Außenminister Heiko Maas hat in den vergangenen Wochen noch versucht, den Vertrag zu retten. Er hat in Moskau und Washington verhandelt. Hat er genug unternommen?

Man muss einfach festhalten, dass die Bundesrepublik Deutschland hier kein Player war und ist. Natürlich wären Deutschland und Europa Leidtragende, wenn es wieder zu einem Rüstungswettstreit in der Kategorie der Mittelstreckenwaffen kommen würde. Aber wir sind nicht Vertragspartner und Deutschland hat hier offenkundig nicht die Rolle, Russland oder die USA ausreichend zu beeinflussen.

46, ist außenpolitischer Sprecher der Linksfraktion im Bundestag.

Maas hat also alles richtig gemacht?

Ein Fehler von Heiko Maas war es, sich auf eine Seite zu schlagen. Die Bundesrepublik Deutschland hat ja wie die Nato die Schuld einseitig Russland zugeschrieben, ohne eigene Erkenntnisse über deren Raketen zu haben. Man hat sich einfach auf die Einschätzung der Amerikaner verlassen. Ich finde, Deutschland hätte da deutlicher sagen können: Wir erwarten gegenseitige Kontrollen und wir fördern das. Auch wenn ich sage, Deutschland ist hier kein großer Player: Man hätte da schon mehr machen können.
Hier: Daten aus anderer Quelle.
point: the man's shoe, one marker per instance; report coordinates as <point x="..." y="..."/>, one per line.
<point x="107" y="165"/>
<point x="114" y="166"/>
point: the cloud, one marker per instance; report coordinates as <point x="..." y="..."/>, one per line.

Glauben Sie selbst denn nicht, dass die russischen Raketen gegen den INF-Vertrag verstoßen?

Ich habe sie mir nicht angeschaut. Natürlich: Wenn die Russen sagen, wir haben eine Rakete, deren Reichweite exakt so groß ist, wie es der INF-Vertrag gerade noch erlaubt, darf man schon Zweifel haben. Aber wenn man Zweifel hat, reicht das nicht. Es gab das Angebot der russischen Seite, Inspektionen vorzunehmen. Das ist leider von der US-Seite ausgeschlagen worden. Insofern nützt meine Spekulation hier gar nichts. Man muss beidseitig Inspektionen zulassen.

Die Linksfraktion hatte diese Woche auf ihrer Jahresauftaktfeier den US-Botschafter Richard Grenell zu Gast. Haben Sie mit ihm darüber gesprochen?

In der Tat habe ich mit dem Botschafter Grenell bei einem ernsthaften Gespräch in seiner Botschaft über alle Fragen gesprochen, auch über strittige. Es ist aber nicht sinnvoll, vertrauliche Gespräche öffentlich im Detail nachzubereiten. Der Empfang der Linksfraktion war ein Empfang und das war nicht der Ort für kritische Auseinandersetzungen. Da waren übrigens auch viele andere diplomatischen Vertreter zu Gast. Bei den anderen wurde es nur nicht so prominent berichtet.

Auch der russische Botschafter war da. Mit Grenell hat er dort aber nicht über den INF-Vertrag verhandelt?

Ich habe nicht gesehen, dass dort Verhandlungen stattgefunden haben. Wäre natürlich toll, wenn die Linksfraktion dafür eine Plattform bieten würde. Aber wir wollen unsere Rolle auch nicht überhöhen.